I love my job, I love my job… In case I haven’t said it enough… I love my job. I have the best clients out there and they help me create the art that I am so inspired by daily. Today I woke up and realized it was “one of those days”. You know the kind of days where you just have to believe, hope and put your faith where it needs to and carry on.
A little about me (incase you haven’t heard it enough), I am a Mom of 2 beautiful, beautiful, beautiful girls (5 and 8) and we recently learned that my mom was diagnosed with stage 4 lung cancer. I don’t yet know what I have learned from this to date but I just know that somehow I am still here and I am still a mom to my two beautiful girls. Every day seems like a new challenge but we are moving forward and spending every second we care at the palliative care unit at the Grey Nuns Hospital. Let me tell you something about that unit-the Nurses and staff are PHENOMENAL! Knowing my mom has the best care possible has allowed me to finally rest.

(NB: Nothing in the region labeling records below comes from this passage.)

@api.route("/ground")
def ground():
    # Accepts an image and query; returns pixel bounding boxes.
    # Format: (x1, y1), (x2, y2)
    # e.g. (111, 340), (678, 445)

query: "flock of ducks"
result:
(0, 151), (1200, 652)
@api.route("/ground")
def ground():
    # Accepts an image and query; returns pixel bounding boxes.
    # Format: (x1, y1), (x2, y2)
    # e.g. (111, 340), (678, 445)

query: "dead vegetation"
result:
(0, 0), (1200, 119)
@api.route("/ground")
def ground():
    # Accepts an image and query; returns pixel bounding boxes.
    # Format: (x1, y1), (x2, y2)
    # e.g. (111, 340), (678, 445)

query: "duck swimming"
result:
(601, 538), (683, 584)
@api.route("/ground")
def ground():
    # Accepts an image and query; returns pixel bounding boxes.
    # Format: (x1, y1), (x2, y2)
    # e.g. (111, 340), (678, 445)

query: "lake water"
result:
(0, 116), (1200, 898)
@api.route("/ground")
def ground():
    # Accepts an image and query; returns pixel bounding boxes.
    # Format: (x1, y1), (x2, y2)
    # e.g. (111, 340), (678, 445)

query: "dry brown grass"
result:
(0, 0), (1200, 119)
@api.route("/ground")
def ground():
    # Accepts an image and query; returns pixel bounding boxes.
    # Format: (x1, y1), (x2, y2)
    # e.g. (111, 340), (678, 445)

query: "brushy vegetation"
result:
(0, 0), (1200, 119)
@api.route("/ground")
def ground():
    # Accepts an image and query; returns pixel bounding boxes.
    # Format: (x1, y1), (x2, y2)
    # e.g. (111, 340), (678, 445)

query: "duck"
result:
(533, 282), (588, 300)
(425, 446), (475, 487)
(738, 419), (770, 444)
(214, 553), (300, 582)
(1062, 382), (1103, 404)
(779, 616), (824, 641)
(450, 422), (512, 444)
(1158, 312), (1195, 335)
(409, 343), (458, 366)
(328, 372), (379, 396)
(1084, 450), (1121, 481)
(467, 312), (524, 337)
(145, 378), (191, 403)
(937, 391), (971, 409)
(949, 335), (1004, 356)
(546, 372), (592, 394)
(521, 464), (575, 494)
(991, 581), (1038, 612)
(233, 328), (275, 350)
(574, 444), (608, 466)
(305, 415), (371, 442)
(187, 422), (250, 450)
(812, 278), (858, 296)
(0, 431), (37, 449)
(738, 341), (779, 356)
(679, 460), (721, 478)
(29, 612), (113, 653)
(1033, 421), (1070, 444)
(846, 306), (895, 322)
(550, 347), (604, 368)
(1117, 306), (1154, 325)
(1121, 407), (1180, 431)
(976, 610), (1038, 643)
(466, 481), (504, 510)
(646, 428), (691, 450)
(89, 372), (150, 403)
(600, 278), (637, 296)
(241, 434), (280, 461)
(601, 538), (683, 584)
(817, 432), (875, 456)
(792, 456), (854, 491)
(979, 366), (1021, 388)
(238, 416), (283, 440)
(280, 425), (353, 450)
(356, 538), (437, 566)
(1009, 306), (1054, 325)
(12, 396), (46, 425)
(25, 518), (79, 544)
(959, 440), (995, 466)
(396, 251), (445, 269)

Another thing about me I wanted to share this morning is that I love preserving memories and I haven’t had time to scrapbook in so long but this morning I woke up with the urge to just take more pictures of my family and scrapbook them. And then, much to my surprise, in my Facebook feed was a post by my favourite digital scrapbook store The Lilypad and they are giving away a free kit called Jump for Joy in what they call a Facebook HOP on there FB page. It looks like an awesome kit and all I had to do was like each designers FB and download their portion of the kit and hop to the next one. It was 5 minutes of pure fun.
Back to me, we recently took a trip to Cabo for a friends wedding and my favourite part of the day was waking up before 6 am to catch the sunrise. Honestly, there is nothing more calming in the world then standing there, watching the sun rise, while listening to the sounds of the ocean. So this morning I found a picture that I fell in love with when I got home and I’m so glad I have it. This is where I go back to when I just need to breath. Nothing prepares you for losing your mother but this is how I have learned to carry on.